20
de outubro de 2003
O último
filme de Jesus a que assisti foi uma cópia dublada em
vídeo de O Messias (1975), o derradeiro trabalho realizado
pelo diretor italiano Roberto Rossellini, que faleceria dois
anos depois. É bom começar assim minha visão
da produção brasileira Maria, mãe do Filho
de Deus (2003), de Moacyr Góes; é bom evocar o
rigor e a profundidade ou o senso fílmico de Rossellini
para que nenhum espectador caia na armadilha de que uma história
religiosa, contada e recontada ao longo de dois mil anos, só pode
ter a versão piegas que Góes lhe pôde dar.

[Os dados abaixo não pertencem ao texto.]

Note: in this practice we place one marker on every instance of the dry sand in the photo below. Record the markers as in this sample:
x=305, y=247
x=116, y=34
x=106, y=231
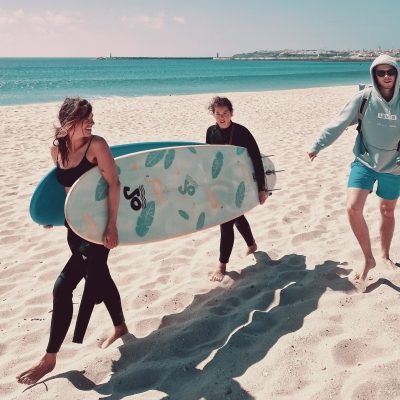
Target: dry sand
x=286, y=323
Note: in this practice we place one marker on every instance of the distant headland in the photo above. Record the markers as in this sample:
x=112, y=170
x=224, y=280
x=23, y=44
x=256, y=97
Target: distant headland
x=312, y=55
x=283, y=55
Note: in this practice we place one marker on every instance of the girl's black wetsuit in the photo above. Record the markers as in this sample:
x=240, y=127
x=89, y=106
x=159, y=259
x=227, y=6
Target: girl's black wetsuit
x=237, y=135
x=89, y=261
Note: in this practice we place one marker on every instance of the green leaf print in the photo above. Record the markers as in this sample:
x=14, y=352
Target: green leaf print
x=201, y=220
x=169, y=159
x=183, y=214
x=145, y=219
x=240, y=195
x=153, y=158
x=217, y=164
x=240, y=150
x=101, y=190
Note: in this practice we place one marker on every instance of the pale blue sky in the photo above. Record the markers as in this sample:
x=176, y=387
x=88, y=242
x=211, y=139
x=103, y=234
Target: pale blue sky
x=193, y=27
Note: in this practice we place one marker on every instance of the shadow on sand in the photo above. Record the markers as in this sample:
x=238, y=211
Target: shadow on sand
x=237, y=326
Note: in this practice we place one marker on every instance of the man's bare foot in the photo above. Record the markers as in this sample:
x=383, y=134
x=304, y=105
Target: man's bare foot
x=369, y=264
x=219, y=274
x=119, y=331
x=251, y=249
x=45, y=365
x=390, y=264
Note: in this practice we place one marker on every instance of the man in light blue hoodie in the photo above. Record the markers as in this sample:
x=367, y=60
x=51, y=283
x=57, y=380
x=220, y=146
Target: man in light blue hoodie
x=376, y=153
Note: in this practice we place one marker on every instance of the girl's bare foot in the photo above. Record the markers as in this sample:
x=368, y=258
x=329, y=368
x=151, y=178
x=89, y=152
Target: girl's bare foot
x=119, y=331
x=32, y=375
x=219, y=274
x=369, y=264
x=390, y=264
x=251, y=249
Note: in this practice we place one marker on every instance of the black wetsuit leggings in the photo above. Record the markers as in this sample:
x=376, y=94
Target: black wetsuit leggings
x=228, y=237
x=89, y=261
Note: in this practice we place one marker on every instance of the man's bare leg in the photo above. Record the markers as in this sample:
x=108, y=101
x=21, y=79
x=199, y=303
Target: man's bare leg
x=387, y=208
x=355, y=206
x=45, y=365
x=219, y=274
x=119, y=331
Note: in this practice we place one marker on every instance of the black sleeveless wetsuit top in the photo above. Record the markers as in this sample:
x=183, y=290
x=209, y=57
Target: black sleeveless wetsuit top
x=67, y=177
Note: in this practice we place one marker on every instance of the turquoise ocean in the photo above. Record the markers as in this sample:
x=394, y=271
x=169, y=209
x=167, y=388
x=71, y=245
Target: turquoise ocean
x=41, y=80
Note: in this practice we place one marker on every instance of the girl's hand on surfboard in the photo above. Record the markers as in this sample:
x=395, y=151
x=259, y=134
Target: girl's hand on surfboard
x=110, y=237
x=312, y=155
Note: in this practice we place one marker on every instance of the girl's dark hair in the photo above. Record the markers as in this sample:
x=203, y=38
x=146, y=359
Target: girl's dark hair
x=219, y=102
x=72, y=111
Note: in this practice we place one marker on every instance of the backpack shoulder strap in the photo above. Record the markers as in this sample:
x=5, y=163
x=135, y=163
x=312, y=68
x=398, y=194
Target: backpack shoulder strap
x=361, y=111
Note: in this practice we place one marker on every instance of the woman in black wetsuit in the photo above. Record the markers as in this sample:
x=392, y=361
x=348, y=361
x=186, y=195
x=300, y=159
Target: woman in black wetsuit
x=225, y=131
x=75, y=151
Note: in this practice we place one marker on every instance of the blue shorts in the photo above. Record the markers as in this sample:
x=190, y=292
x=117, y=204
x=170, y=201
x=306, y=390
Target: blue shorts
x=362, y=177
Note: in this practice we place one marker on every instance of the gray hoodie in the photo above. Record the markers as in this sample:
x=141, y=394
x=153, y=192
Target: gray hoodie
x=380, y=125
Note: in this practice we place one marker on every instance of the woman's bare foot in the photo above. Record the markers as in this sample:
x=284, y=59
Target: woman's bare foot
x=32, y=375
x=119, y=331
x=390, y=264
x=219, y=274
x=369, y=264
x=251, y=249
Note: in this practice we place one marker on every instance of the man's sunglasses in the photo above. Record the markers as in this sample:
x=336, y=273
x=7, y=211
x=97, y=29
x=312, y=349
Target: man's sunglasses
x=389, y=72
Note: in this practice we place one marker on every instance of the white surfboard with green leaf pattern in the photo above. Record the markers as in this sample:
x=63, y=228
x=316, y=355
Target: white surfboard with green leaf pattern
x=168, y=192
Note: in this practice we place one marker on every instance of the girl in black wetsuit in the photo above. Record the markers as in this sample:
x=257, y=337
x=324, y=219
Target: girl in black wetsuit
x=75, y=151
x=225, y=131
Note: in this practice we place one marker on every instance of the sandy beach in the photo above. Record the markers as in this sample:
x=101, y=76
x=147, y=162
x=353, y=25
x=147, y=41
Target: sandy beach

O cineasta brasileiro confundiu ternura com pieguice, e quer
fazer o público embarcar neste engodo.
A única coisa prestável do filme de Góes é aquela
mulher negra cantando, à janela, a canção “Mãezinha
do céu”; é a única seqüência
em que Góes logra chegar a alguma ternura, que se deve
mais às nossas evocações das melhores lembranças
da infância ou à sinceridade da criatura que canta
(sinceridade que faltará aos astros televisivos que encenam
sem muita graça os atos bíblicos) do que à capacidade
de direção. A cena a que me refiro neste parágrafo
aparece no início e no fim da narrativa.
As
marcações cinematográficas da reconstituição
da história de Jesus são mal feitas. Buscando sintetizar
uma gama complexa de episódios, Góes perde detalhes
importantes e afunda seu filme numa constrangedora superficialidade.
Os atores estão lamentáveis: tanto na maneira de
pronunciar os diálogos quanto na veia dramática
emprestada às personagens. Luigi Baricelli é um
dos Jesus menos convincentes da história do cinema; Giovanna
Antonelli na pele de Maria está como sempre inexpressiva;
e até o presunçoso José Wilker vive um risível
Pilatos. Ao propor a milenar história sob a ótica
duma criança (uma menina), Góes está longe
de aproveitar este recurso com o saber de um bom cineasta. Falta
falar no padre-espetáculo, Marcelo Rossi: que pobreza
de espetáculo, senhor Rossi; vá rezar suas missas
e esqueça o cinema.
Depois
de expor Machado de Assis em Dom (2003), Góes fez
o mesmo com o filho de Deus. Jesus Cristo não merecia
passar por este vexame. Para enfeixar este texto, uma citação
familiar: consultado o parecer de meu filho Gustavo, de onze
anos de idade, ele afirmou sem hesitação que já viu
histórias de Jesus muito melhor contadas. Certamente,
meu filho: as brechas narrativas de Maria, mãe do Filho
de Deus são tantas que até um menino de onze anos
que não vai tanto assim a cinema pode perceber sem esforço.